“I’m doing a project where I will be recording multitrack audio on a Digi001 and digital video on a camera at the same time. I want to be sure they are synced so I can work with them later. What’s the best way to do this?”
The good news is you are thinking of this question BEFORE you actually capture the performance. Many clients come to us after the damage has been done. You can still sync it up later, but it’s not as easy. There are several ways to accomplish this. One of the easiest is to use the video frame rate of the camera to drive the audio sampling clock of the audio recorder. This can be done by using a synchronizer such as Mark of the Unicorn’s Digital Time Piece (DTP). The DTP will take a composite video signal (from your camera) and derive resolved word clock from the video frame rate.
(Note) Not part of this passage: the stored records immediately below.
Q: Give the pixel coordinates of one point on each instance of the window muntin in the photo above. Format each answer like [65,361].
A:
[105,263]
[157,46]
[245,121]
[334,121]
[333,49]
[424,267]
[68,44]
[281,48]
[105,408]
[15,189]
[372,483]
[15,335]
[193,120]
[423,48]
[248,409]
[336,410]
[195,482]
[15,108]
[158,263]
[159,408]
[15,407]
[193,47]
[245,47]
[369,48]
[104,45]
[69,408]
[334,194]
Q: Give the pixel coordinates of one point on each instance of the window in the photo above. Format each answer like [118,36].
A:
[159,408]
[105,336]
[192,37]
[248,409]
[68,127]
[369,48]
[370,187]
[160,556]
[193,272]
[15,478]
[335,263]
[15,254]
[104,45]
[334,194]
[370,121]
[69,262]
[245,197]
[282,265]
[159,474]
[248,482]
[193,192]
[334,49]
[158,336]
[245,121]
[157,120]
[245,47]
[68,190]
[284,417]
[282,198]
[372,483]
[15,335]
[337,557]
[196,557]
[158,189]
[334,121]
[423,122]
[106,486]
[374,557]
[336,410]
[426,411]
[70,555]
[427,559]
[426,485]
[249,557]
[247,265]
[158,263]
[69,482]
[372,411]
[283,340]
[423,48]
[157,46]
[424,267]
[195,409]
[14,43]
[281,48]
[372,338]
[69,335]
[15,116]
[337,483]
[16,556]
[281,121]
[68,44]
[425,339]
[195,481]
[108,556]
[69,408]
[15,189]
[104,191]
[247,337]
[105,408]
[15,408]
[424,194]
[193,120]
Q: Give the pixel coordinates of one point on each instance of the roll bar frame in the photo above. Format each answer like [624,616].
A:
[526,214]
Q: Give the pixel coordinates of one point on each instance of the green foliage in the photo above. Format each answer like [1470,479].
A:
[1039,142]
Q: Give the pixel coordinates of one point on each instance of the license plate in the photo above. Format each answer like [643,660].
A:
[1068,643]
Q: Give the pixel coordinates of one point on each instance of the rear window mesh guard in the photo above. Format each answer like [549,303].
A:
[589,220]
Record your project with the Digi001 synced to this external clock. This will ensure that your audio recording is resolved to the speed of the video recording.
What it will NOT do is provide location information for the audio to “chase” the video later. But you really don’t need that to get them synchronized. You can slide audio tracks around in your software to accomplish this as needed. It’s easiest if you have someone clap their hands or something prior to beginning the performance. This will give you a distinct visual and audio event to work with. You’ll just make the audio line up with the picture at the end. Everything should stay in sync just fine so long as the recording was done referenced to that external clock. The important concept here is that the recording rate or speed was the same on both the audio and video machines. Thus, when they start in sync later they will stay in sync so long as the playback rate is synced. If the record rate of one machine is different than the other it becomes much more difficult to make them sync later.
Once you have finished the recording you can then work with the audio offline, or not synced to the camera. Then just sync the clocks back together when you are ready to dub or layback the audio into the video. Even if you also take the video off-line and edit it you will still be fine in the end because you know the original material is all resolved to itself.